Bol’s reply remained absent of any emotion. “She abandoned me long ago.”
“And what am I to do with her? What do I say? If I am king, she can no longer be queen.”
“She will have to accept this,” Bol replied almost as if he found some satisfaction in this thought. “It should be of no surprise to her, or to anyone. If I had died, such would be the case. Though it might have been better had I actually died, the result of my leaving is the same. I would not fret over it. She no longer seems content as queen. Just as I have been powerless, she has neglected her duties as well. She may actually be relieved.”
Bol was interrupted by the entrance of the scribe. Four guards and several ministers of the court accompanied him.
“Forgive me sire,” the scribe said with a shaky, uncertain tone. “but I thought it necessary to gather witnesses. In the history of Dunop, no king has ever relinquished the throne. I wanted to make sure no one would doubt your true intentions.”

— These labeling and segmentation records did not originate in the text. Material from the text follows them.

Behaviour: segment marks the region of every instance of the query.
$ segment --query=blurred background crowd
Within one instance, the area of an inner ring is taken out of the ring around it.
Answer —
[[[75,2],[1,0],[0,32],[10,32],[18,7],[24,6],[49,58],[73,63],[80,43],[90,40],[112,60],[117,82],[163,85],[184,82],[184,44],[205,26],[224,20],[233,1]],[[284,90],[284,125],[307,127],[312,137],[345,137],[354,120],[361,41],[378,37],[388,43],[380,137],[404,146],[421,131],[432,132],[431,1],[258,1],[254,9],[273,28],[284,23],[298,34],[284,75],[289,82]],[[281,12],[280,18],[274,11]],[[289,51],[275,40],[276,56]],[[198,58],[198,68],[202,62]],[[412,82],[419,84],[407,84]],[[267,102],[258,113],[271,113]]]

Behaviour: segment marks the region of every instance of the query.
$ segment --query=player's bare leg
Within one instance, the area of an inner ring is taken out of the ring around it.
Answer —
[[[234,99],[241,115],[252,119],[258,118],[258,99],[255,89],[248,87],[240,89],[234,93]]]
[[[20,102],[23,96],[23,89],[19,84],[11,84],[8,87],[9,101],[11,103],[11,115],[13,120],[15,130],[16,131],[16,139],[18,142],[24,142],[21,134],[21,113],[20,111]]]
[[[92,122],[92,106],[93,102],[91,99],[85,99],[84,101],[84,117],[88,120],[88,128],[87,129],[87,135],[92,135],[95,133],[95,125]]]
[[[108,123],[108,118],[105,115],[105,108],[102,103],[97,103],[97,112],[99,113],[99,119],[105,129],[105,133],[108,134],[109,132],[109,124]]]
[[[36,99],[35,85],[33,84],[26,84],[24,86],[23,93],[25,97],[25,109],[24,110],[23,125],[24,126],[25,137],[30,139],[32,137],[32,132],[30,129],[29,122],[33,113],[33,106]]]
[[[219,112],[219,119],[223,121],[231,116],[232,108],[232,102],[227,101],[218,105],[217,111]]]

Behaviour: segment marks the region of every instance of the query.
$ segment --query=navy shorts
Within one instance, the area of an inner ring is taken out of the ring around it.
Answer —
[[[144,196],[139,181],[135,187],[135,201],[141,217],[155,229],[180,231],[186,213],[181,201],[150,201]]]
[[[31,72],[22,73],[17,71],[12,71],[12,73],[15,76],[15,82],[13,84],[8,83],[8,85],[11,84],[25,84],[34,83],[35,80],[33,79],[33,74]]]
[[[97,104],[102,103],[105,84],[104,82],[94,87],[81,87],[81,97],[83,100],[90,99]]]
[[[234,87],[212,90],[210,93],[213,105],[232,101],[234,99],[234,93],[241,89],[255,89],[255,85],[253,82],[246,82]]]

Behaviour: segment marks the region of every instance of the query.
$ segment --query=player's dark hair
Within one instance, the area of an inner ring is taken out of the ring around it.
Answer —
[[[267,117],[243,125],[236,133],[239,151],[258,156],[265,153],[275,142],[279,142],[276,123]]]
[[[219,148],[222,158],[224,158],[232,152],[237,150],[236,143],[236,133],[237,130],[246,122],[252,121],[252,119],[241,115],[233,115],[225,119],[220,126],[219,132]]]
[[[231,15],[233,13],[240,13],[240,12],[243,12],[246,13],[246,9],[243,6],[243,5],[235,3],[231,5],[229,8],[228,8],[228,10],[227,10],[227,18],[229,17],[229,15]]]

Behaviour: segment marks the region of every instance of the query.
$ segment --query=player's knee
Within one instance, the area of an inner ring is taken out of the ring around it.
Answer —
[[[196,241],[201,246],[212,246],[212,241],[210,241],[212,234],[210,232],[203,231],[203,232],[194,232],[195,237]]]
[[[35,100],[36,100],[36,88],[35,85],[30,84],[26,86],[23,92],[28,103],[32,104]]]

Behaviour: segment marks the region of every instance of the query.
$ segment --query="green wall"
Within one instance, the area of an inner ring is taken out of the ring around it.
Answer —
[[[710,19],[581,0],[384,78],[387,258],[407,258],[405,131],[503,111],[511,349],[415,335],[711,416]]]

“No one will question this,” the king responded. “If anything, they will question why it took me so long.”
“Are you sure you wish to do this?” the scribe pressed, wishing to make it clear to the witnesses that it was the king’s true intention and no one else’s. “Perhaps you should wait, take time to consider the proposal?”
“Nothing will change my mind. Let me have the scroll.”
For the first time in his life, the scribe delayed acting upon an order of his king. He stiffened as he opened the scroll, ignoring the king’s open hand. He began to read every word upon the parchment.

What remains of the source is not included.